I started out by asking this one:
Q. What makes me feel good?
A. Lots of things - a good book, the smell of freshly cut grass, a walk through Autumn leaves, crisp white sheets, being out in the fresh air, Strictly Come Dancing, a good box set, a twix bar with a cup of tea...Yes, yes, okay. Stop now, that's all very well - so those are things I enjoy, but they are quick fixes and they don't last long (especially the twix bar and the cup of tea).
So, I asked myself another question:
Q. What might help me in the longer term?
A. Meditation – well, I’ve tried it, I’m pretty hopeless but I can try again. Counselling. Yes, I do still go to my Counsellor (probably not often enough). Support from other sources, like the local MND group or the MND Carers group. Yes, although it’s not always possible to make the meetings and although it’s always worth going, and helps at the time, it doesn’t see me through in between.
So then a better question occurred to me, and here’s where I think I’ve made a breakthrough:
Q. What makes me feel good about myself?
Want to know the last time I wrote anything or even tried to write anything? Well, I can't tell you because I don't remember and that makes me feel like shit.
Yesterday, I read an interesting blog post by a writer/blogger, who argues persuasively that being sad blocks creativity. Yes, he says, many successful writers have created from their own sad place in the world but, he says, sadness also blocks creativity. When we are sad or depressed, we start things, but we don't finish them, when we are low we don't have sufficient belief in ourselves to see the creative process through. I think he's right. In fact, I know he is.
I've said before that my default position is sadness. Well, that's not going to change, but I can take steps to help myself to raise my mood. I feel sad (bleats "...my husband has MND and life is so shit...") and so I don't write. I don't write so I still feel sad but now I feel bad about myself, and that makes me feel worse. So - I have made some new rules:
1. Get up earlier on my days off.
2. Back to my 'morning pages' and keeping a journal.

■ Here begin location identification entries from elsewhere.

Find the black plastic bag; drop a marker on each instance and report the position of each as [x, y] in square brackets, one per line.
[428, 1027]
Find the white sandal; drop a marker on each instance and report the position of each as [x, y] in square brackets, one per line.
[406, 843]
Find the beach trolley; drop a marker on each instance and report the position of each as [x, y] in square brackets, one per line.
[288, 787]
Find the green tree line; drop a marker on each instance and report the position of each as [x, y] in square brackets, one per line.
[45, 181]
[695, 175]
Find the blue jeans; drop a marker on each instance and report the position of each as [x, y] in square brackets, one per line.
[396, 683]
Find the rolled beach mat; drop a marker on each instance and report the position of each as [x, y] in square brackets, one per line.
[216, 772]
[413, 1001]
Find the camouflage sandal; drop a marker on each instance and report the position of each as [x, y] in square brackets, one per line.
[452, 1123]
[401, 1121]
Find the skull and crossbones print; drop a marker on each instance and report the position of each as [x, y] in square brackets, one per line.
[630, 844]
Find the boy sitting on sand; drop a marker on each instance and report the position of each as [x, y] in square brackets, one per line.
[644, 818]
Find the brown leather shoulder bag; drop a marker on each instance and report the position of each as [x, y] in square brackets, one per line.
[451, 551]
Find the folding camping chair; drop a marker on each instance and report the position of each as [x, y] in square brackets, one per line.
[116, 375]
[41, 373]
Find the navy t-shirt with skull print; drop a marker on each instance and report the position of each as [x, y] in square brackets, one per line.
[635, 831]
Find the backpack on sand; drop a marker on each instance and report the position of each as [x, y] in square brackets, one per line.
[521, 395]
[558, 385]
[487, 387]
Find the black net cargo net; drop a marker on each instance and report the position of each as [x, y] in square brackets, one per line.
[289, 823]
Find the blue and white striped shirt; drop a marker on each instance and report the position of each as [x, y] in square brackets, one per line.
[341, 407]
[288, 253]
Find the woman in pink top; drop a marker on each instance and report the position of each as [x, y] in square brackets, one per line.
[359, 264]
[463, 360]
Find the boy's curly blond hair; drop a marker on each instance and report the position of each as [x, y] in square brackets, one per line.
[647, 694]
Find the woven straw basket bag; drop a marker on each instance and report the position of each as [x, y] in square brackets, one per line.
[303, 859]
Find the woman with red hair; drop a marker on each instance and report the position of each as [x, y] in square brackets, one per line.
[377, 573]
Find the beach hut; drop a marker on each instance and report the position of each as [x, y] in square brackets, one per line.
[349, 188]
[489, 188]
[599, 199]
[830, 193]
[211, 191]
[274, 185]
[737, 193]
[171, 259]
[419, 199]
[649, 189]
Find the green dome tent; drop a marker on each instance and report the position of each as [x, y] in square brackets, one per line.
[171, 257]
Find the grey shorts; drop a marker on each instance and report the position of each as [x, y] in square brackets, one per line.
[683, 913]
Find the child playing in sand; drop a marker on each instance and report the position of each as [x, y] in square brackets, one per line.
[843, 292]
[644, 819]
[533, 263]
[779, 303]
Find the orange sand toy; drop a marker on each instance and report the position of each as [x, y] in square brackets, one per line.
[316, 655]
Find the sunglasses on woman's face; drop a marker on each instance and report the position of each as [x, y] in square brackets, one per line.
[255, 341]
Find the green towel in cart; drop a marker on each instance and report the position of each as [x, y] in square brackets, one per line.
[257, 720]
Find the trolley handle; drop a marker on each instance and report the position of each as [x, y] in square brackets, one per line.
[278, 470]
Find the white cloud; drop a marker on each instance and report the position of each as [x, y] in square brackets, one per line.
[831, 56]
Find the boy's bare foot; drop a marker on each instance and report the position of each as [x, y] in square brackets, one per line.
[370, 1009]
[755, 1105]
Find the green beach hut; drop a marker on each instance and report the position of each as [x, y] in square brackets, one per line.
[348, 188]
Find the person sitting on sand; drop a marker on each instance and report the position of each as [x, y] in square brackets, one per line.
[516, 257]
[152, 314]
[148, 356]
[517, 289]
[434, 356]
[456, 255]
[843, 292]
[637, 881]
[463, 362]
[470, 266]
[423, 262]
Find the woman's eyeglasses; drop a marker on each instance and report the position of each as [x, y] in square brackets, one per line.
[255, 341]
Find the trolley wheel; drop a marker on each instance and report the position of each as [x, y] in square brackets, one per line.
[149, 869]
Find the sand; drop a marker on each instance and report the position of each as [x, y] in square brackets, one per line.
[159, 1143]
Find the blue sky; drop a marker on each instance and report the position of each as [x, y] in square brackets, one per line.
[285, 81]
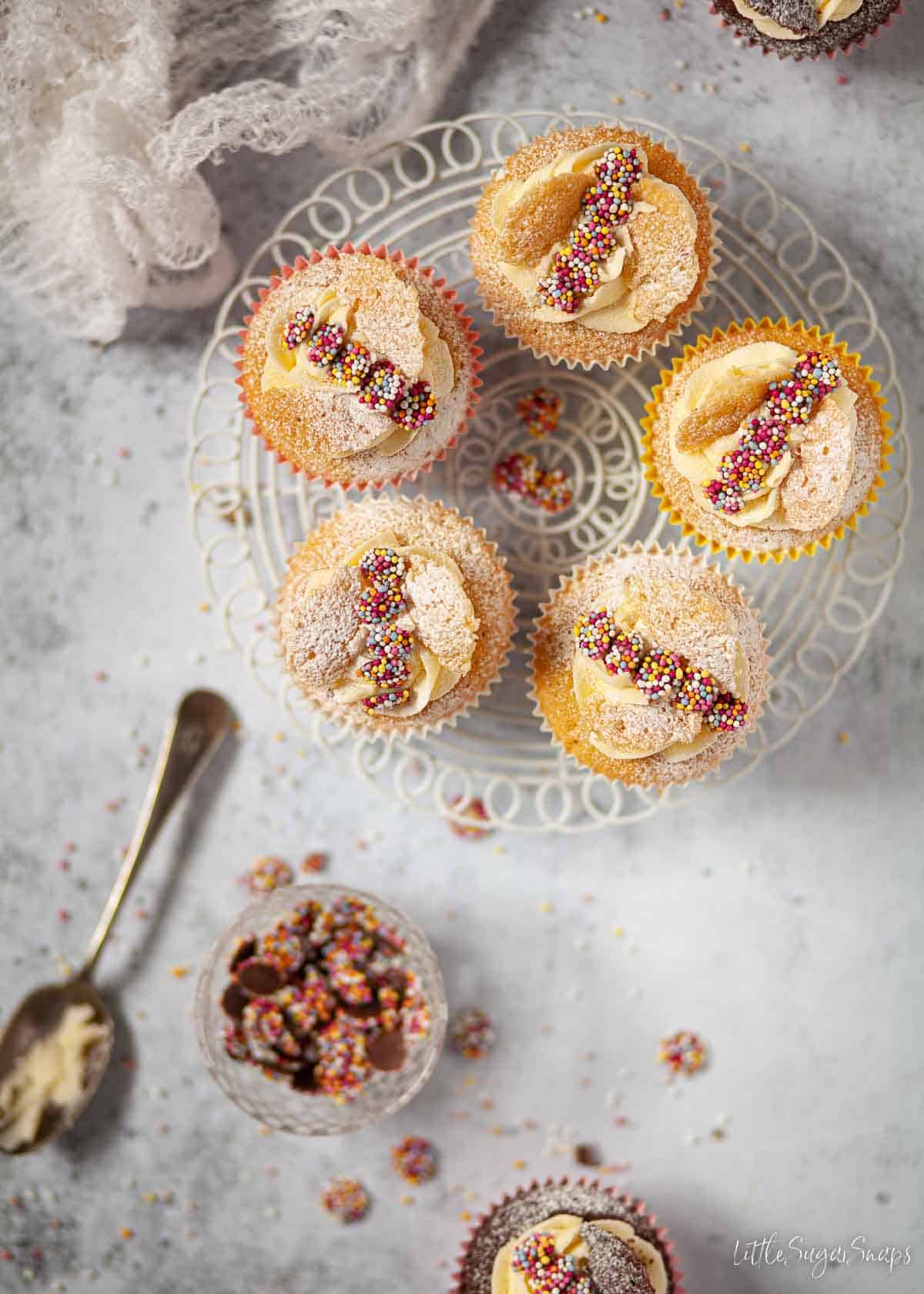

3. Write for an hour on every day off.
4. Write for half an hour on work days.
I hope that I will be a happier carer - a happier person if I can do some writing. Maybe I'll discover that I need anti-depressants anyway. Maybe I'll find that I need them to get myself out of bed in the mornings to do some writing. If I do, I'll let you know. I hope that by doing this thing for myself, it will make a difference to the quality of our life together. I need to remind myself that being a carer is only a part of who I am.All you MND carers out there - how do you do it? How do you stay positive for your MND partner?Do you feel it's up to you to set the mood for the day? Really, I'd love to know.
Q. What makes you feel good about yourself?